I know someone who is a chronic serial offender in this area. If one of her children is invited to a party she presumes the other is too.  She then proceeds to call the host and instruct them on the very strict dietary requirements of the uninvited child, and what can and can't be eaten when this child is at the house, about 10% of which is valid due to his allergies, and the remainder is just her preferences (she will admit this when it suits her). And this is the kid who's not even been invited! She does it in a way that is just so presumptuous and determined that intelligent grown women just fold and do what she says! People are slowly waking up to it and a few have finally started telling her the invitation only extends to the invited child. I had to say it to her recently, she wasn't happy and wanted to know why, and then argued the point! She said it was going to be such a good party her other child deserved to go too! I had to insist that due to the entertainment numbers were limited and we just couldn't fit in siblings, and had to really stick to my guns and she was not a happy camper! She then proceeded to stuff around and tell me she'd let me know on the day whether the invited child could come or not. I explained that due to the entertainment that had been booked exact numbers had to be given a couple of days in advance so could she please let me know by then or I'd understand her child wasn't able to make it. All said/done in a friendly way:) she wasn't happy at all at first but after she understood I wasn't going to fall for her manipulation of the situation, wouldn't you know it, she gave an immediate rsvp that her child would be there on its own, sans sibling. Other parents were amazed and asking me how I'd managed to pull it off! Polite, friendly but firm - with a big smile thrown in wins every time! The funny thing is she is now far more friendly to me and seems to want to be my new best friend - weird!

#24 knottygirl

Posted 21 July 2015 - 09:36 PM

People just assume they can bring them.
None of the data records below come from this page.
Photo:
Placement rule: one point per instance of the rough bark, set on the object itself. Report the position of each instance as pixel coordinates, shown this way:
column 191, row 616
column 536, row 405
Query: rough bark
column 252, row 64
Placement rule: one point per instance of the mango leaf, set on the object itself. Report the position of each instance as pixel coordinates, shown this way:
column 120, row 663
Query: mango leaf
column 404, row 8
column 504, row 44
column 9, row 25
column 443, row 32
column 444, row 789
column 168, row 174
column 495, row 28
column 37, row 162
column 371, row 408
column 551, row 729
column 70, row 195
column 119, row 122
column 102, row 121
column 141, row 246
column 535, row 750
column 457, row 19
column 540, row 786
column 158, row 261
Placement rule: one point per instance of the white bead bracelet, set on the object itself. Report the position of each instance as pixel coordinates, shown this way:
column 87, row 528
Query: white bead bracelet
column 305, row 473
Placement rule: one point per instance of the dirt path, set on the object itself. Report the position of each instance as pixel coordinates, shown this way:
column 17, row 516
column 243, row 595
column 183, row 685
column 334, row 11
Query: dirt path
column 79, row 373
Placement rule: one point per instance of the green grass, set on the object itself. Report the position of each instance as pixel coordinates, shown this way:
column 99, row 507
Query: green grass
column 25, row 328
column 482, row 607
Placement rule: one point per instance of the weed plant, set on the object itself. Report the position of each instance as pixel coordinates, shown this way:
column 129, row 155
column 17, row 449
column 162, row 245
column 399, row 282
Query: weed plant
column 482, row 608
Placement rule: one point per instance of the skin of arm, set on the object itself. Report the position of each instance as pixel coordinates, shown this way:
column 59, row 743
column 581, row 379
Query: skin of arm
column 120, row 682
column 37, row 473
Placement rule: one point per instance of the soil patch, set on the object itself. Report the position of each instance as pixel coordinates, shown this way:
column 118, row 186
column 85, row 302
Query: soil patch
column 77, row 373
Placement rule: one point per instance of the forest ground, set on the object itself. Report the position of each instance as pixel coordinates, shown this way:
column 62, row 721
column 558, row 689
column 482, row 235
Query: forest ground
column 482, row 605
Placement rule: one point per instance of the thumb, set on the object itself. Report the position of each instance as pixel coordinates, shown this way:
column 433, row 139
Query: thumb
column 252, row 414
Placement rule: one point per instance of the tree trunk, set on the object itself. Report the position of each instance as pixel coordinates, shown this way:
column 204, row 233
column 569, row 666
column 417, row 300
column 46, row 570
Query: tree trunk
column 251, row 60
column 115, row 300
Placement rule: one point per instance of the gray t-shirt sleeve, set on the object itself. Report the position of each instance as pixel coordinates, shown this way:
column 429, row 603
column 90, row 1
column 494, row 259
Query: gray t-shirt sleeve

I invited kindy kids first time ds turned 4. Invites were just to the friend from kindy. So many turned up, with siblings, did not RSVP for the siblings, and then let the siblings play all the games. Annoyed me as things like pinata older kids going in having a turn and broke it before the 4 year olds could all have a go. Then all diving for the lolly bags that were in pinata so some little ones missed out. Not enough gifts in the pass parcel as I only catered for the kids who had rsvped. I felt it was so so rude. I have taken extra kids along but only as a last resort and I always ask first if it's ok. Plus certainly don't let the uninvited child have lolly bags or anything.

#25 FeralAlpacaWarrior

Posted 21 July 2015 - 10:30 PM

I don't think I've ever had siblings show up, but if parents needed to bring other children, I'd hope they'd talk to me about it when they rsvp. Like a PP I am also inviting some siblings to a party soon, but thankfully I'm not doing organised games so unexpected show ups wouldn't make a difference- 3 year olds at an adventure playground, no need for games!